Einer der Gewinner ist das Unep, das Umweltprogramm der Vereinten Nationen. Es bekommt mehr Geld und auch mehr Macht – zumindest etwas. Bislang ist nur ein kleiner Teil seiner Finanzierung fest und planbar, es überwiegen verschiedene Zuwendungen, die aber stark schwanken können. In Zukunft soll der Anteil der planbaren Finanzierung steigen – eine feste Vereinbarung samt Betrag fehlt aber.

Messung von Wohlstand

„Das UN-Umweltprogramm kann nun eine stärkere Präsenz in den Ländern aufbauen und dafür sorgen, die Umweltpolitik zu stärken“, sagt Martin Kaiser von Greenpeace. Dazu zähle beispielsweise, in Ländern, in denen es um den Aufbau einer funktionierenden Energieversorgung gehe, direkt auf erneuerbare Energien zu setzen. Zur vollwertigen Organisation, wie es sich einige gewünscht haben, ist das Unep aber nicht geworden. Das heißt, dass innerhalb der Vereinten Nationen auch in Zukunft Umweltinteressen hinter anderen Interessen stehen.

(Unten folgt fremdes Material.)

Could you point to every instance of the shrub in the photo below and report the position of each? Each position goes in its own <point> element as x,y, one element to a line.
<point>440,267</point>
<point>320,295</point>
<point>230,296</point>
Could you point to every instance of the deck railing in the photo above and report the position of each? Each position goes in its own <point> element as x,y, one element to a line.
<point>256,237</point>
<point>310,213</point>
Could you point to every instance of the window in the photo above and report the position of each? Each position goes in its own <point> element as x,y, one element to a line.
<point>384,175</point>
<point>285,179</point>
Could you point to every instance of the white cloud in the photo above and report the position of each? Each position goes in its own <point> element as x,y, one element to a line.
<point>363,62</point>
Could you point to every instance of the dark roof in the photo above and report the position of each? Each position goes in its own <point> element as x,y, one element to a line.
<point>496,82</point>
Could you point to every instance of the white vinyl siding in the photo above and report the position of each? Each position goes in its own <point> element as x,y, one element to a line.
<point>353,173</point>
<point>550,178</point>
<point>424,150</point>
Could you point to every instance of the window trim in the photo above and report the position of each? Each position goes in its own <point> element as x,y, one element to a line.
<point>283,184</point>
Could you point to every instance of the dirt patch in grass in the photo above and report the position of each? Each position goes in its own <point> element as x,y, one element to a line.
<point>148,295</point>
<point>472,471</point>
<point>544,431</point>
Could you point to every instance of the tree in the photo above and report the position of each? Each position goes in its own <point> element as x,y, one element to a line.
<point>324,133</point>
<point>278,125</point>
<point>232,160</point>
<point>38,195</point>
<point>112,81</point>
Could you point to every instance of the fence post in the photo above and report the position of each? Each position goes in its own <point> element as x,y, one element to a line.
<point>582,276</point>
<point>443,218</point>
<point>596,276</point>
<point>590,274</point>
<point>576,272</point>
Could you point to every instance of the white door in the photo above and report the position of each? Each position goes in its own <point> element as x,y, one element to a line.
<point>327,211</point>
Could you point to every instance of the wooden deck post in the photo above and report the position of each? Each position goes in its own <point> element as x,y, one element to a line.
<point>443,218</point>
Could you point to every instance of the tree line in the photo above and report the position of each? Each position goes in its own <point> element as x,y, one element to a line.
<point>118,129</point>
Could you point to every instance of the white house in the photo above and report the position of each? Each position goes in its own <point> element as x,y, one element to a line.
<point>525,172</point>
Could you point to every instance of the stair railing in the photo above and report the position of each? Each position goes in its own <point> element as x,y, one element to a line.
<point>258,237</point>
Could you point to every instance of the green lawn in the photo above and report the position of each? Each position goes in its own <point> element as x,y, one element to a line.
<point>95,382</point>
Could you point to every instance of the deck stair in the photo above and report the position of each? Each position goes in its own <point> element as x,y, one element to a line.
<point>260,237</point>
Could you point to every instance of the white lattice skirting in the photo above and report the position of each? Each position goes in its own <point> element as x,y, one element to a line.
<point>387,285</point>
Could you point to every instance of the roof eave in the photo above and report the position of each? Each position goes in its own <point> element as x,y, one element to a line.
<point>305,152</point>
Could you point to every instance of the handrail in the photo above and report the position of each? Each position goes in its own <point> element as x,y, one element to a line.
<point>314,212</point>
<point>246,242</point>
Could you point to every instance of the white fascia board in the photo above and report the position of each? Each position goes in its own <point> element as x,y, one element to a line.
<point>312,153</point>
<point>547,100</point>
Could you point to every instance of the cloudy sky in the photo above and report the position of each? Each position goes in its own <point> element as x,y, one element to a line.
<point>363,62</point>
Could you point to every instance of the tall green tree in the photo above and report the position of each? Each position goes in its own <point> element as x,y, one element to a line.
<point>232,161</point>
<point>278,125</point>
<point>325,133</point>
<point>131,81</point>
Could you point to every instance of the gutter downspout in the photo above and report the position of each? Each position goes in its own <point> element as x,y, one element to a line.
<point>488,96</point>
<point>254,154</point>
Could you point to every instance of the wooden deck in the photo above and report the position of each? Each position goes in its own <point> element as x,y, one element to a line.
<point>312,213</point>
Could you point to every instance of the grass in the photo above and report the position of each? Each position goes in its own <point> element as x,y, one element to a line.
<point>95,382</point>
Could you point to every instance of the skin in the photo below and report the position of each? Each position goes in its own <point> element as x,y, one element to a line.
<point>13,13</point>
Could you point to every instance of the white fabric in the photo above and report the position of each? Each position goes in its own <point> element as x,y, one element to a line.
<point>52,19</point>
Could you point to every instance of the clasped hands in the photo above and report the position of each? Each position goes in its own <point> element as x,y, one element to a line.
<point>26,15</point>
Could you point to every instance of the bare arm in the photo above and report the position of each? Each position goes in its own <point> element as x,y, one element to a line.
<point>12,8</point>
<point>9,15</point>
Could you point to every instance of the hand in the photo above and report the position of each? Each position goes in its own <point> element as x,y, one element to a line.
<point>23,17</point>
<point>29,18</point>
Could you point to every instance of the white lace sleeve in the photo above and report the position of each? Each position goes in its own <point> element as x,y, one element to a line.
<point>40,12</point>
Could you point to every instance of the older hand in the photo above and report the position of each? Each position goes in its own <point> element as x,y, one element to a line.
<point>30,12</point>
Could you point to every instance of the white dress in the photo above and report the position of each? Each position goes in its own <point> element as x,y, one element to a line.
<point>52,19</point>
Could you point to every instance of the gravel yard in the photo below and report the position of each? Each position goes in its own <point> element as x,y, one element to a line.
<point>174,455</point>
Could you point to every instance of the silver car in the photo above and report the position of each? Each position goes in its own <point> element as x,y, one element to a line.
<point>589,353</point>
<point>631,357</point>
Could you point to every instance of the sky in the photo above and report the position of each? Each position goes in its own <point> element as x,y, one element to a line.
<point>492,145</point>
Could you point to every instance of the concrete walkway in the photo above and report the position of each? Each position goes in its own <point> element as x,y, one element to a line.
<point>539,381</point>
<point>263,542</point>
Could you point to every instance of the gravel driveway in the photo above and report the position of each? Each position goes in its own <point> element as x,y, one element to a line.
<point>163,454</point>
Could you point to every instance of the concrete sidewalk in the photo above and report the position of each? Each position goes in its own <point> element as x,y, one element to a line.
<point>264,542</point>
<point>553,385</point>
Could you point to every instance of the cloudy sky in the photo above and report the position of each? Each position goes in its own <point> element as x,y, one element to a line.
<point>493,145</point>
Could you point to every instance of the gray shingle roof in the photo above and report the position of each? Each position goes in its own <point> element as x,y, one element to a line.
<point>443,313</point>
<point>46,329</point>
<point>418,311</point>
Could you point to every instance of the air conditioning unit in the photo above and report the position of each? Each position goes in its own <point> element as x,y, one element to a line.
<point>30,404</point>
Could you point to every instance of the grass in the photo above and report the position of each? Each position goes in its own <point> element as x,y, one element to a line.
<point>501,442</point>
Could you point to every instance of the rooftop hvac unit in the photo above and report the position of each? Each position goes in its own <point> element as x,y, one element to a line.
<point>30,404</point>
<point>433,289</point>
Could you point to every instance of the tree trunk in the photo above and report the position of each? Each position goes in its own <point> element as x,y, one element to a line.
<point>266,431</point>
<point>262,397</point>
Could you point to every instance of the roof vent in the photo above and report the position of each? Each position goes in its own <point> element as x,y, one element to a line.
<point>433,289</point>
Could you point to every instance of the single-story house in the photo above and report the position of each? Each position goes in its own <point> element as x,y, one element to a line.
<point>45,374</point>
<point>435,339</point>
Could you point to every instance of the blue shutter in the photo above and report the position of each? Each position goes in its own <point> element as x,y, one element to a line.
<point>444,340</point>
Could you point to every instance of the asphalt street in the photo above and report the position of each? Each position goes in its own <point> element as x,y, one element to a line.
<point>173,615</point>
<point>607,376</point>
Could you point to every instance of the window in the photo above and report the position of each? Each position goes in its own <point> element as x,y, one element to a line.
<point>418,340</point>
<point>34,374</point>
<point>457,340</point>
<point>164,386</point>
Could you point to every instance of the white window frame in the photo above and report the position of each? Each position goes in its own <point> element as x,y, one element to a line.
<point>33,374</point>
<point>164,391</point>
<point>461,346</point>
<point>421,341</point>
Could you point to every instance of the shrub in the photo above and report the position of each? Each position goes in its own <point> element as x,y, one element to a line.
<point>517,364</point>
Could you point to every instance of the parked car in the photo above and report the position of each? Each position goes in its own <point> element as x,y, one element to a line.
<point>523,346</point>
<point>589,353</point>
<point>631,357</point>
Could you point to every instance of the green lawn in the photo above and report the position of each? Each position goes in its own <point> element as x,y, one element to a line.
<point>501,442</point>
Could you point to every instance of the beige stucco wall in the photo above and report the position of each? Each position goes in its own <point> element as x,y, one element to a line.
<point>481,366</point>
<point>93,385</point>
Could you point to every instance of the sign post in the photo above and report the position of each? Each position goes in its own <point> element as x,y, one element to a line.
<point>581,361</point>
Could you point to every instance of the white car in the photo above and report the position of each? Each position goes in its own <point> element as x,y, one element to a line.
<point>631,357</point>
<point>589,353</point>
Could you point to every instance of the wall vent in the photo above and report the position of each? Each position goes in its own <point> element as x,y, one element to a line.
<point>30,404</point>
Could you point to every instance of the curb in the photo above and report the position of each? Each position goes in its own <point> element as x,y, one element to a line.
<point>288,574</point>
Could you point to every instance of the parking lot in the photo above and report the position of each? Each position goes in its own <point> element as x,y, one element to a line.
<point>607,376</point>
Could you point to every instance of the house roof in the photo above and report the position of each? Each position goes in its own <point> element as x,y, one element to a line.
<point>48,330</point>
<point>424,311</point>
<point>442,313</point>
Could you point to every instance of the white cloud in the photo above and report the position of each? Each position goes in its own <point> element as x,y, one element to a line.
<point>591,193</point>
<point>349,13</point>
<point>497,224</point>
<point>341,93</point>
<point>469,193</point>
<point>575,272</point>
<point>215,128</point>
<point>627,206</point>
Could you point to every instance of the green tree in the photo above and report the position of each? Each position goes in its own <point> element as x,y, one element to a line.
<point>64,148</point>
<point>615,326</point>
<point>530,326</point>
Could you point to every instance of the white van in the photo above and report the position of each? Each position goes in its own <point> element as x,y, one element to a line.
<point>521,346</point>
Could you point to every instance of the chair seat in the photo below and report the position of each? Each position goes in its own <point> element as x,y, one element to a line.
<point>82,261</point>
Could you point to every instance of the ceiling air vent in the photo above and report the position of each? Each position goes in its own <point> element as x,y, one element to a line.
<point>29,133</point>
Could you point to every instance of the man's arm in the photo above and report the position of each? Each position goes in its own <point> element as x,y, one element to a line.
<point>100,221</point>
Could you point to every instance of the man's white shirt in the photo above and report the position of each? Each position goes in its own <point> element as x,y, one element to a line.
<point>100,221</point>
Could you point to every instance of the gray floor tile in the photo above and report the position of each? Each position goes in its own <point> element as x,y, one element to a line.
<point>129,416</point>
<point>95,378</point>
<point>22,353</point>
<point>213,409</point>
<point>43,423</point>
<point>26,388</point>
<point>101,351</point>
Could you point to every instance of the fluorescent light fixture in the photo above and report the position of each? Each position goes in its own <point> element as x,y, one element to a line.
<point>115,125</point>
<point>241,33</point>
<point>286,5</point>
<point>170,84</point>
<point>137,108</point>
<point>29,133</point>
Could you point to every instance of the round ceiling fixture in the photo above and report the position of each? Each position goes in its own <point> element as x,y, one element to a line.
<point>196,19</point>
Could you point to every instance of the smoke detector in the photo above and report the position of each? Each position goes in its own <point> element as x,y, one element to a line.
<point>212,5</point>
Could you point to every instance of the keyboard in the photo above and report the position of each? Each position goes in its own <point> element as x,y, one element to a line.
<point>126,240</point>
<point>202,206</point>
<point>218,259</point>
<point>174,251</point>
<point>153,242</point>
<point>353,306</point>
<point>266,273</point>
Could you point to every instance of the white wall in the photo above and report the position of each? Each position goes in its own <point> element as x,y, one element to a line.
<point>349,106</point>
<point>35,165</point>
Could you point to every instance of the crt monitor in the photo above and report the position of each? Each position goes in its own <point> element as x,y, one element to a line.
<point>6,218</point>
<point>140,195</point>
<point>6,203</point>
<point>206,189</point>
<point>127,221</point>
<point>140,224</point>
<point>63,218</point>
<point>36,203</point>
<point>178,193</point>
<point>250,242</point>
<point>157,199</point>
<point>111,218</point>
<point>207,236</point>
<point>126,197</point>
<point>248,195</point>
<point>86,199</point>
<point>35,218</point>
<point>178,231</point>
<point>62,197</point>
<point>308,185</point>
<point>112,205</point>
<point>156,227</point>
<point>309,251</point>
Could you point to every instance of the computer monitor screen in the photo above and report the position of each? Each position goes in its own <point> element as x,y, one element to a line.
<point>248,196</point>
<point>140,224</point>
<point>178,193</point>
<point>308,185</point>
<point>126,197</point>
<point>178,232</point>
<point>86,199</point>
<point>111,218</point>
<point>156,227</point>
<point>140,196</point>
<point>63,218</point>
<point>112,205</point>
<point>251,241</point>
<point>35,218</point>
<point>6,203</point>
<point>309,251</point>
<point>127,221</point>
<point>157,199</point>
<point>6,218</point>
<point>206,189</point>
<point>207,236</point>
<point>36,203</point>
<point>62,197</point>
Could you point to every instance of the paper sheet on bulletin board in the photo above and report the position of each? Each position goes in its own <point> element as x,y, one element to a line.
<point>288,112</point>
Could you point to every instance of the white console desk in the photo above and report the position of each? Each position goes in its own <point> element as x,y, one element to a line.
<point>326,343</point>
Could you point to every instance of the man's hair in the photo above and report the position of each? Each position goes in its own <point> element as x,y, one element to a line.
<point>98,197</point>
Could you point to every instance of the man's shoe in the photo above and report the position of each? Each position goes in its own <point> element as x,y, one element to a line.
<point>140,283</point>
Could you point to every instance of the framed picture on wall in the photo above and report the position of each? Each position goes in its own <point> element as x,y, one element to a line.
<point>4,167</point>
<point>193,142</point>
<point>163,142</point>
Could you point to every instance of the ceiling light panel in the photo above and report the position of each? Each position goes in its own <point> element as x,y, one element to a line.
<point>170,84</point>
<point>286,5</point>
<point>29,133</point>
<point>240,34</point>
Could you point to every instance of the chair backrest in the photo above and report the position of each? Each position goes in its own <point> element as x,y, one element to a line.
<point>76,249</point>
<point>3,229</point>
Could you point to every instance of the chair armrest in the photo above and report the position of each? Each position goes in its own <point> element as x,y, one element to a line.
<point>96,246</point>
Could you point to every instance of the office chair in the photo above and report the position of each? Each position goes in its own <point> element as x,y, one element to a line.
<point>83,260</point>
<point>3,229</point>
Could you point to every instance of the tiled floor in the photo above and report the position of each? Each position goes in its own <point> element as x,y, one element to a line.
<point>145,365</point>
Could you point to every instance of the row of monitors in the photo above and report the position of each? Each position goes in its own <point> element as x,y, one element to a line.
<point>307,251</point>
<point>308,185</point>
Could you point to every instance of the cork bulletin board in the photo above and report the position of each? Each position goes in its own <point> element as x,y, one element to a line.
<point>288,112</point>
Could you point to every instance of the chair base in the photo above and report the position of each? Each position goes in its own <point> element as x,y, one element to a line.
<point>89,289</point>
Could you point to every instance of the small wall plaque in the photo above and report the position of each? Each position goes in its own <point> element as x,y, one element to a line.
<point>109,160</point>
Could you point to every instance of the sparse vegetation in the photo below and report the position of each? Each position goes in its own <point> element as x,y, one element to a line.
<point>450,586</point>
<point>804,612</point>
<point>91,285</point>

Auch für die Messung von Wohlstand stehen Veränderungen an. Bislang gilt das Bruttoinlandsprodukt, das den Wert aller innerhalb eines Jahres produzierten Waren und Dienstleistungen beziffert, als Maß aller Dinge: Steigt es, ist alles gut, fällt es, muss dringend die Wirtschaft angekurbelt werden.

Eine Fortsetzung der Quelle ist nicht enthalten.